И разговоров у нас по вечерам уже не было. Не знаю, почему так.
После того, как я застал ее в слезах, она стала относиться ко
мне как-то слегка, подчас небрежно, даже с иронией, и называла
меня почему-то «сударь мой». То, что раньше казалось ей
страшным, удивительным, героическим и что возбуждало в ней
зависть и восторг, теперь не трогало ее вовсе, и обыкновенно,
выслушав меня, она слегка потягивалась и говорила:
— Да, было дело под Полтавой, сударь мой, было.
Случалось даже, что я не встречался с ней по целым дням. Бывало,
постучишься робко и виновато в ее дверь — ответа нет;
постучишься еще раз — молчание... Стоишь около двери и слушаешь;
но вот мимо проходит горничная и холодно заявляет: «madame est
partie» 1. Затем ходишь по коридору гостиницы, ходишь, ходишь...
Какие-то англичане, полногрудые дамы, гарсоны во фраках... И
когда я долго смотрю на длинный полосатый ковер, который тянется
через весь коридор, мне приходит на мысль, что в жизни этой
женщины я играю странную, вероятно, фальшивую роль и что уже не
в моих силах изменить эту роль; я бегу к себе в номер, падаю на
постель и думаю, думаю и не могу ничего придумать, и для меня
ясно только, что мне хочется жить, и что чем некрасивее, суше и
черствее становится ее лицо, тем она ближе ко мне и тем сильнее
и больней я чувствую наше родство. Пусть я — «сударь мой», пусть
этот легкий, пренебрежительный тон, пусть что угодно, но только
не оставляй меня, мое сокровище. Мне теперь страшно одному.

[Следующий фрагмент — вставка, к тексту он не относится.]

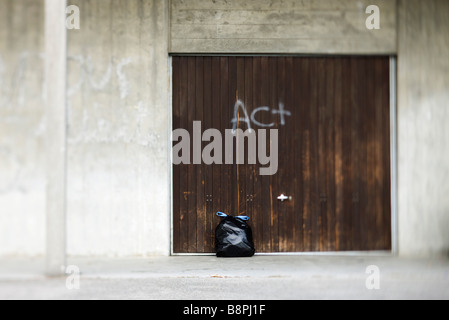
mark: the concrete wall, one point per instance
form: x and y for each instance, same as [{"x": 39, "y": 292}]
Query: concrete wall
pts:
[
  {"x": 118, "y": 97},
  {"x": 423, "y": 93},
  {"x": 22, "y": 128},
  {"x": 284, "y": 26},
  {"x": 118, "y": 107}
]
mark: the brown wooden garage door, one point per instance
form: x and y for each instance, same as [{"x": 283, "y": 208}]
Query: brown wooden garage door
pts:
[{"x": 332, "y": 114}]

Потом я опять выхожу в коридор, с тревогой прислушиваюсь... Я не
обедаю, не замечаю, как наступает вечер. Наконец, часу в
одиннадцатом слышатся знакомые шаги и на повороте около лестницы
показывается Зинаида Федоровна.
— Прогуливаетесь? — спрашивает она, проходя мимо. — Вы бы лучше
шли наружу... Спокойной ночи!
— Но разве мы уже не увидимся сегодня?
— Уже поздно, кажется. Впрочем, как хотите.
— Скажите, где вы были? — спрашиваю я, входя за нею в номер.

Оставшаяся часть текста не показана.